Programa de Pós-Graduação em Qualidade Ambiental, Universidade FEEVALE, RS 239, 2755, CEP 93352-000, Novo Hamburgo, RS, Brazil.
Instituto de Botânica, Caixa Postal 68041, 04045-972, São Paulo, Brazil.
Environ Pollut. 2019 May;248:471-477. doi: 10.1016/j.envpol.2019.01.130. Epub 2019 Feb 1.
Air pollution has been identified as a major cause of environmental and human health damage. O is an oxidative pollutant that causes leaf symptoms in sensitive plants.
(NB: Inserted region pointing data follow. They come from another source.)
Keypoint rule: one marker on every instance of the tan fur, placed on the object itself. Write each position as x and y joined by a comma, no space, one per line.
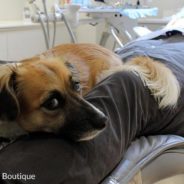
89,59
156,76
38,76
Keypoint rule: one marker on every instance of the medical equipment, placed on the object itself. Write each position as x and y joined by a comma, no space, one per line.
44,18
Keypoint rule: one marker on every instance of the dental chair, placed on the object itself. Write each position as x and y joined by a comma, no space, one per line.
150,160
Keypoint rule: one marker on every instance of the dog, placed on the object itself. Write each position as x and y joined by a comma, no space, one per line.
45,93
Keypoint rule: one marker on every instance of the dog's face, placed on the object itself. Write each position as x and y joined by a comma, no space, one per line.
45,96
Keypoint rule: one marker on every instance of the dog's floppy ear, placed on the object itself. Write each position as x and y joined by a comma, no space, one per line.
9,106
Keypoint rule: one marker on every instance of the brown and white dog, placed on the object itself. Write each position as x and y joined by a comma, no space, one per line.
43,93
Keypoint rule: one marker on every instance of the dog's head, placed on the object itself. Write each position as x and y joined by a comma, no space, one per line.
46,96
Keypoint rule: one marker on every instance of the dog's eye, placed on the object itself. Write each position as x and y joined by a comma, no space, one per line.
76,86
54,102
51,104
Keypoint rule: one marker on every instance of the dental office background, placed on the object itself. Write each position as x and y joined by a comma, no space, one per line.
20,39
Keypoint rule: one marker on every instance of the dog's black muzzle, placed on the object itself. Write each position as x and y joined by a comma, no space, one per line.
83,121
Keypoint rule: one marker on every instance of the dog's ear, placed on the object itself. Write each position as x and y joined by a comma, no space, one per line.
9,106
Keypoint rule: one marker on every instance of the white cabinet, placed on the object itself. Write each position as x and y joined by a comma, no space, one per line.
3,46
22,42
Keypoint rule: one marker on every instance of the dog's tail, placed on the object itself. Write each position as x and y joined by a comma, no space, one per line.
157,77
This study aims to adjust a multilinear model for the monitoring of O in subtropical climatic conditions by associating O concentrations with measurements of morphological leaf traits in tobacco plants and different environmental variables. The plants were distributed into five areas (residential, urban or industrial) in the southern region of Brazil and exposed during 14 periods, of 14 days each, during the years of 2014 and 2015. The environmental variables and leaf traits during the exposure periods were described by mean, median, standard deviation and minimum and maximum values. Spearman correlation and multiple linear regression analyses were applied on data from exposure periods. Leaf injury index, leaf area, leaf dry mass, temperature, relative humidity, global solar radiation and accumulated rainfall were used in the regression analyses to select the best models for predicting O concentrations. Leaf injury characteristically caused by O was verified in all areas and periods of plant exposure. Higher values of leaf injury (24.5% and 27.7%) were registered in the 13th and 12th exposure periods during spring and in areas influenced by urban and industrial clutches. The VPD, temperature, global solar radiation and O were correlated to leaf injury. Environmental variables [leaf area, leaf dry mass, global solar radiation and accumulated rainfall] and primarily the VPD were fundamental to improve the adjustments done in the bioindicator model (R ≥ 0.73). Our research shows that biomonitoring employing the tobacco "Bel-W3" can be improved by measuring morphological leaf traits and meteorological parameters. Additionally, O fumigation experiment should be performed with biomonitoring as conducted in this study, which are useful in understanding the role of other environmental factors.
空气污染已被确定为环境和人类健康损害的主要原因。O 是一种氧化污染物,会导致敏感植物出现叶片症状。本研究旨在通过将 O 浓度与烟草植物的形态叶片特征测量值和不同环境变量相关联,调整用于亚热带气候条件下 O 监测的多线性模型。这些植物分布在巴西南部的五个地区(居民区、城市或工业区),在 2014 年和 2015 年期间,每个地区暴露于 14 天的 14 个时期。在暴露期间,环境变量和叶片特征用平均值、中位数、标准差和最小值和最大值来描述。对暴露期间的数据进行 Spearman 相关性和多元线性回归分析。在回归分析中,使用叶片伤害指数、叶面积、叶片干质量、温度、相对湿度、总太阳辐射和累积降雨量来选择预测 O 浓度的最佳模型。所有地区和植物暴露时期都出现了典型的 O 引起的叶片伤害。叶片伤害在春季的第 13 次和第 12 次暴露期以及受城市和工业团簇影响的地区记录值较高(24.5%和 27.7%)。VPD、温度、总太阳辐射和 O 与叶片伤害相关。环境变量[叶面积、叶片干质量、总太阳辐射和累积降雨量]和主要是 VPD 对于改进生物指示剂模型的调整至关重要(R≥0.73)。我们的研究表明,通过测量形态叶片特征和气象参数,可以改进使用烟草“Bel-W3”进行的生物监测。此外,如本研究中进行的生物监测那样,应进行 O 熏气实验,这对于理解其他环境因素的作用很有用。